Дело в том, что употребление естественных стимуляторов — в частности, алкоголя — допускалось только в публичных местах. Розничная торговля спиртным «навынос» была сначала ограничена, а потом и вовсе прикрыта ещё лет триста назад. Они тогда чего только не напридумывали под девизом «Открытость во всём!». Анонимность как факт была исключена из жизни. Впрочем, как я теперь догадываюсь, задачи у них были совсем другие. Посему как «факт» она, может быть, и ушла, но неприятные ощущения почему-то всё равно остались.
Суррогатные напитки, конечно, можно было найти всё на том же чёрном рынке. Но, во-первых, как и за всё, приобретённое там, приходилось расплачиваться услугами разного рода, обычно связанными с информацией, — последние наличные деньги-то помахали миру ручкой пять столетий тому как — это любой знает из курса всё той же их Естественной Истории. А во-вторых, «менялы» особо не утруждали себя борьбой за качество. Их, конечно, можно было понять, но всё же. Так что одно дело время от времени приобрести «паука» или ещё какой-нибудь полезный прибор, а другое — регулярно отовариваться. Эдак вся жизнь будет отработкой еженедельных, а у кого — и ежедневных доз.
Но мне в этом смысле повезло. Мой «меняла» — высокий угрюмый старик — сам был любителем «закрытого» употребления. «Не понимают они ничего в людских делах. В ихних бедламах рафинированно накачиваться, чтобы потом какое-нибудь пугало автоматическое тебя будило, — это одно. А у себя в номере, в тишине, «кондовенького» за «Всё про всё!» и за «Шут их подери!» — совсем другое дело», — частенько говаривал он, когда мы с ним под шумок принимали по глотку неплохо очищенной жидкости. «И что может быть лучше приятной беседы на закуску?!» Я по мере надобности с осторожностью делился с ним своими мыслями, старательно избегая слова «информация», от которого его начинало трясти.
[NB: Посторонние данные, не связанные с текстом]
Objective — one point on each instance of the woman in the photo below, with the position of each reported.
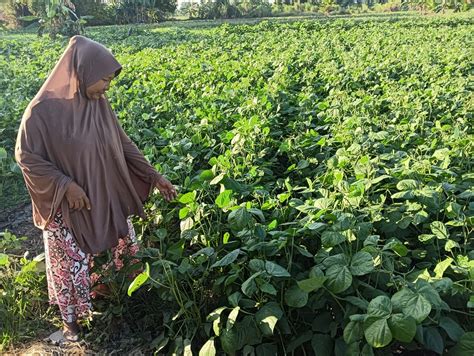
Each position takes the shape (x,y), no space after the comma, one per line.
(84,175)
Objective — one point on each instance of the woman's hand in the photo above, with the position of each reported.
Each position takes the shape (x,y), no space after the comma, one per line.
(77,198)
(166,188)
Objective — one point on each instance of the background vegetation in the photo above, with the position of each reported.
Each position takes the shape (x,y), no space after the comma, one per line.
(325,178)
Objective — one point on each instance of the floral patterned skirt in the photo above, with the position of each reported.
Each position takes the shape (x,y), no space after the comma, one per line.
(68,268)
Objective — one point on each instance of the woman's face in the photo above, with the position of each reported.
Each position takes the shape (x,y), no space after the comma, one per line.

Странный был вообще старик. Больше всего интересовался, что новенького мне удавалось выкопать в файловой библиотеке о древней жизни, ибо я как аналитик статистического отдела всё же имел некоторые преимущества в доступе к подобного рода данным. Так что каждый раз, когда я слышал от него скрипучее «Чё новенькаго-то?», то уже не сомневался, о чём идёт речь.